High Blood Pressure

High Blood Pressure

Diabetes (HBP) is common among senior citizens in the United States and is a serious ailment that can significantly increase the probability of having coronary heart disease, a myocardial infarction, stroke, kidney failure, and other health problems and risks. With literal terms, “blood pressure” is the force of blood vessels pushing against arterial walls while the heart pumps available blood. A large force over a long period of time is called HBP and it can cause extensive damage to the body. It is very important that our seniors understand what their blood pressure means and how they can effectively prevent and, if necessary, treat HBP. People who participate in the anticipatory care of senior citizens should also be familiar with HBP and how they will encourage behaviors that facilitate healthy blood movement.


In the United States, about one in three adults have HBP. On it’s own, HBP has no apparent symptoms; it could be damaging the heart, capillaries, kidneys, and other parts of the body for years without any obvious signs. For that reason, knowing your blood pressure is important regardless of how you physically feel. Like this, you can take the necessary steps if your pressure is too high. Senior citizens and others involved in their elder care should monitor blood pressure regardless what range it is in. If it is normal, you should work to have it in that range. If it is high, you should seek treatment method to minimize and prevent damage to your body.

Blood Pressure Numbers

The statistics that make up the pressure reading include systolic pressure, that is certainly the pressure when the heart is pumping blood, in addition to diastolic pressure, which is the pressure when the heart is definitely resting between beats. Often , your blood pressure will be prepared and stated as systolic over diastolic. For example , you can see 120/80 mmHg, which someone would say aloud seeing that “120 over 80. ”

The following table presents usual numbers for adults and shows you which numbers put you at a greater risk for health problems. BP may range, but if your numbers are consistently above normal, you are in jeopardy for developing high blood pressure.

*These ranges apply to adults not having short-term serious illnesses, which could temporarily change blood pressure.

Degrees above 120/80 mmHg raise your risk, which consistently rise as the numbers increase. “Prehypertension” implies that you are at risk of developing high BP if steps are not taken to avoid it. If you have been treating HBP and your numbers have been in the typical range, your BP is under control, but you still have the illness. Therefore , it is important to continue the treatment to maintain normal levels in case you attain a healthy blood pressure at some point.

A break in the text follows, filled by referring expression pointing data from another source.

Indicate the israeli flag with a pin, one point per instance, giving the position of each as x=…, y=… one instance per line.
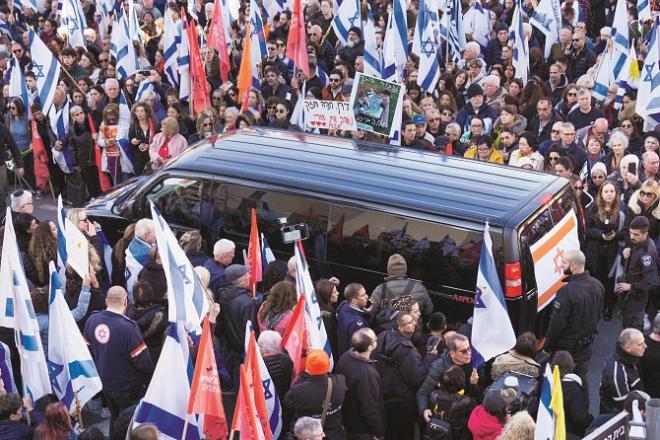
x=648, y=96
x=184, y=62
x=545, y=419
x=452, y=29
x=185, y=295
x=477, y=24
x=318, y=338
x=46, y=70
x=547, y=19
x=72, y=369
x=73, y=23
x=347, y=16
x=520, y=45
x=373, y=56
x=166, y=400
x=137, y=255
x=489, y=308
x=17, y=312
x=171, y=41
x=270, y=393
x=121, y=46
x=424, y=44
x=17, y=85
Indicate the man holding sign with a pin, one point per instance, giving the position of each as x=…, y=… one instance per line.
x=576, y=312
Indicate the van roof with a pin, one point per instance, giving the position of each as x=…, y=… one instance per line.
x=369, y=172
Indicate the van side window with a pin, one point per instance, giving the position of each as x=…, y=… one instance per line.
x=439, y=255
x=179, y=200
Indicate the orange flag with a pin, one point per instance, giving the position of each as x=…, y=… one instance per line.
x=200, y=87
x=295, y=338
x=296, y=47
x=205, y=391
x=216, y=40
x=252, y=369
x=254, y=254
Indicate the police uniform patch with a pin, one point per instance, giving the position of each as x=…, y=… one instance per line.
x=102, y=333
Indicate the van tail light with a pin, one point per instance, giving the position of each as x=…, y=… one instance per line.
x=512, y=280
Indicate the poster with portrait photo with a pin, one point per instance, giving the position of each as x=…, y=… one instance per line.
x=376, y=103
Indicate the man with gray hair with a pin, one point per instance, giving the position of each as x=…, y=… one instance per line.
x=620, y=373
x=576, y=311
x=308, y=428
x=223, y=255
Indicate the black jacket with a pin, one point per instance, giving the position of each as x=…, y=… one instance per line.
x=620, y=376
x=237, y=309
x=306, y=396
x=400, y=366
x=364, y=408
x=575, y=314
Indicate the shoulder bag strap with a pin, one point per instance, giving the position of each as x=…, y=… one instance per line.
x=326, y=402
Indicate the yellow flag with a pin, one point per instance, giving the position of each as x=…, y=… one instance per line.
x=557, y=406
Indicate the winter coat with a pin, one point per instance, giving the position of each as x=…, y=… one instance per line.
x=349, y=320
x=364, y=408
x=400, y=366
x=306, y=396
x=483, y=426
x=512, y=361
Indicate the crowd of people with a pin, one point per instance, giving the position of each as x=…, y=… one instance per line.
x=399, y=366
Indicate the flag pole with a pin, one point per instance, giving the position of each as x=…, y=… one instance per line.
x=78, y=410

High blood pressure is common with senior citizens because blood pressure tends to rise with age if you don’t take steps to prevent or control it. For this reason, it is important this senior citizens and those involved in their elder care monitor hypotension to ensure that it remain in or return to the normal range.

Variety of careers medical problems that may raise blood pressure levels, such as continual kidney disease, thyroid disease, and sleep apnea. Some treatments may also raise blood pressure. These include medications for asthma (corticosteroids) and even over-the-counter cold-relief products.

Some women experience a new raise in blood pressure if they use birth control pills, get pregnant, or use hormone replacement therapy. For women going through menopause, taking hormones to reduce symptoms can cause a small rise in systolic blood pressure. If you already have HBP and would like to begin taking hormones, it is best to discuss the risks and benefits with your physician. If you decide to follow through with taking hormones, it is important to find out how to control your blood pressure and exactly how often you should get it checked to prevent more serious health problems.